Welcome to the latest edition of Obesity Updates, covering breakthroughs in the past two weeks. Brought to you by LucidQuest.

Gan & Lee has initiated Phase 3 of its GRADUAL-3 trial in China, testing its once-monthly GLP-1 receptor agonist, bofanglutide, for obesity. This 24-week trial targets adults with overweight or obesity and is designed to assess weight change. The key goal of the trial is to evaluate the efficacy of this longer-acting formulation, which could lead to better maintenance of weight loss and increased adherence due to fewer injections. Full results from the trial will be crucial in shaping prescriber preferences and payer decisions.

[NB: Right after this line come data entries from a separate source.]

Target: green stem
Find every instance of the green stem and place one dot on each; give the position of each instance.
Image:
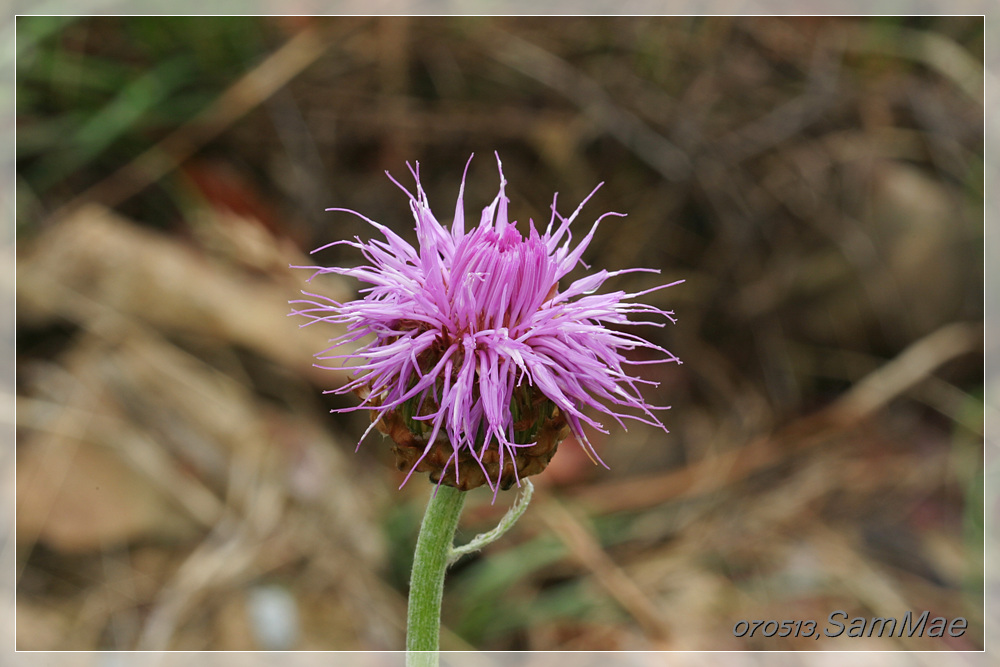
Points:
(423, 618)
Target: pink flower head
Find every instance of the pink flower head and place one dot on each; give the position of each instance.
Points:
(470, 331)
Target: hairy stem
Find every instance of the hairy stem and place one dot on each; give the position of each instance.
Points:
(423, 619)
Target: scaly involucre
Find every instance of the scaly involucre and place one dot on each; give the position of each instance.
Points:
(467, 318)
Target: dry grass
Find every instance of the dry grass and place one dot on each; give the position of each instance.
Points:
(817, 182)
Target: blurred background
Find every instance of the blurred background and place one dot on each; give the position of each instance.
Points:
(817, 182)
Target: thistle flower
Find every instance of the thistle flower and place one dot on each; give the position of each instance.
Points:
(478, 363)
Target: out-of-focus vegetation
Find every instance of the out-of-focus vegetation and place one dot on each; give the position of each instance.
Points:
(816, 181)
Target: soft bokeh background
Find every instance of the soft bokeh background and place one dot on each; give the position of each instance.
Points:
(818, 183)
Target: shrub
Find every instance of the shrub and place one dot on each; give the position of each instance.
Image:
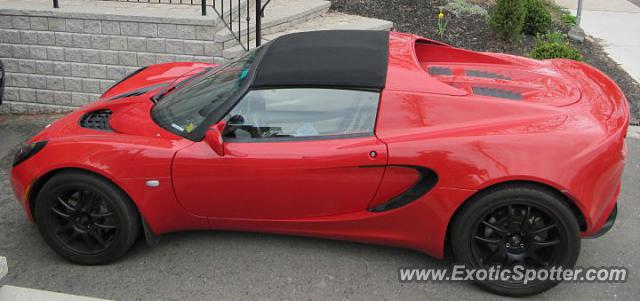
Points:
(461, 7)
(568, 19)
(554, 45)
(507, 18)
(538, 19)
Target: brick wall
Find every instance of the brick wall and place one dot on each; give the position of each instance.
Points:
(56, 61)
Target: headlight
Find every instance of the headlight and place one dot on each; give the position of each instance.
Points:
(26, 151)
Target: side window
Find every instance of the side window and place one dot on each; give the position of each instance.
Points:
(302, 113)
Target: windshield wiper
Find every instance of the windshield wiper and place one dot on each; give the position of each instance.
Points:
(163, 93)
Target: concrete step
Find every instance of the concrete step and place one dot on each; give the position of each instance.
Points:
(278, 15)
(14, 293)
(327, 21)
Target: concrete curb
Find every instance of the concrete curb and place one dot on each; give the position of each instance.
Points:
(14, 293)
(3, 267)
(633, 132)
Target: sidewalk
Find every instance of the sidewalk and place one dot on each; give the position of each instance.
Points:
(617, 24)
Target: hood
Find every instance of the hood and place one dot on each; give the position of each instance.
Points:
(129, 102)
(496, 76)
(126, 107)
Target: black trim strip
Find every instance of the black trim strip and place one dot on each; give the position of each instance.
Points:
(125, 78)
(425, 183)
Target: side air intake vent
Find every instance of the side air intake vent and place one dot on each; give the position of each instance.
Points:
(499, 93)
(97, 120)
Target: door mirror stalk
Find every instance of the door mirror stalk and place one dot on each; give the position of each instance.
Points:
(213, 137)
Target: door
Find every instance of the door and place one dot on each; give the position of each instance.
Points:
(289, 153)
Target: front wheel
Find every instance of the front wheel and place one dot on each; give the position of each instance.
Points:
(86, 219)
(522, 226)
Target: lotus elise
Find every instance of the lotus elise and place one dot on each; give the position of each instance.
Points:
(366, 136)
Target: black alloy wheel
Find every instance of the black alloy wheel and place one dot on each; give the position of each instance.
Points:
(85, 218)
(520, 225)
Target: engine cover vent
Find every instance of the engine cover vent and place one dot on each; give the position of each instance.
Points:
(96, 120)
(485, 74)
(440, 71)
(499, 93)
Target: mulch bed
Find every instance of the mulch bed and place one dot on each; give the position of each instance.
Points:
(473, 32)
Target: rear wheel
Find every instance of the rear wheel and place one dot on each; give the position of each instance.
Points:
(522, 226)
(86, 219)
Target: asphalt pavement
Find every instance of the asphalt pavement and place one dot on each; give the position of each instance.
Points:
(211, 265)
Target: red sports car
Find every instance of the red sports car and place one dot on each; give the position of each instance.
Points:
(368, 136)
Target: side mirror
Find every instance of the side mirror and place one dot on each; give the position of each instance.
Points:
(213, 137)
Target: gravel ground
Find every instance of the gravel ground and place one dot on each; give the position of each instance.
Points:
(473, 32)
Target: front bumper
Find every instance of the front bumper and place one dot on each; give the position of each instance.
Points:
(608, 224)
(2, 76)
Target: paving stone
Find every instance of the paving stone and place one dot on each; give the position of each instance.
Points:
(169, 31)
(136, 44)
(39, 23)
(11, 36)
(79, 70)
(127, 58)
(57, 24)
(81, 41)
(55, 53)
(75, 25)
(62, 69)
(29, 37)
(64, 39)
(156, 45)
(44, 67)
(115, 72)
(55, 83)
(118, 43)
(38, 52)
(73, 84)
(110, 27)
(148, 30)
(92, 26)
(97, 71)
(194, 47)
(21, 22)
(109, 57)
(46, 38)
(27, 66)
(129, 28)
(100, 42)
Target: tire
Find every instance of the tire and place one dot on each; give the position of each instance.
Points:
(86, 219)
(505, 243)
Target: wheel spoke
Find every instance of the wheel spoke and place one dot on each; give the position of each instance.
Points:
(98, 238)
(534, 256)
(88, 199)
(88, 242)
(498, 256)
(66, 205)
(542, 244)
(60, 213)
(103, 226)
(100, 215)
(495, 228)
(526, 224)
(543, 229)
(488, 240)
(72, 237)
(63, 228)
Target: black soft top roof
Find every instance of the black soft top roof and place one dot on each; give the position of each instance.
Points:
(332, 58)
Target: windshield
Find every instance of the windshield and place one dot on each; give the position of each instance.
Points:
(190, 102)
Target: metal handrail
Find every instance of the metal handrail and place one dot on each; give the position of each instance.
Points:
(229, 24)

Novo Nordisk’s amycretin, a dual GLP-1 and amylin agonist, has met its primary endpoints in a Phase 2 trial for Type 2 diabetes. The trial, conducted with 448 adults on metformin with or without an SGLT2 inhibitor, compared weekly subcutaneous (SC) and daily oral regimens over 36 weeks. Amycretin demonstrated statistically significant reductions in HbA1c and weight, with mild to moderate gastrointestinal side effects reported. These promising results position amycretin as a potential treatment option in the management of Type 2 diabetes, pending further trials.

Innovent has announced that its 9 mg dose of mazdutide, a GLP-1 receptor agonist, has been accepted for supplementary filing by the NMPA in China. This follows the completion of the GLORY-2 Phase 3 trial, which demonstrated a significant mean weight loss of approximately 18.6% at week 60 compared to placebo. Additional metabolic improvements were also observed, and the drug was well-tolerated. The NMPA’s acceptance of this filing may open the door for wider access to this treatment for patients with moderate-to-severe obesity.

Novo Nordisk has filed for a US sNDA for its higher-dose Wegovy 7.2 mg under an expedited review pathway. The filing is based on data from the STEP UP Phase 3 trial, which compared the 7.2 mg dose to the standard 2.4 mg and placebo. The study found that the higher dose led to significantly greater mean weight loss compared to the lower dose, potentially offering a more effective treatment option for those struggling with obesity.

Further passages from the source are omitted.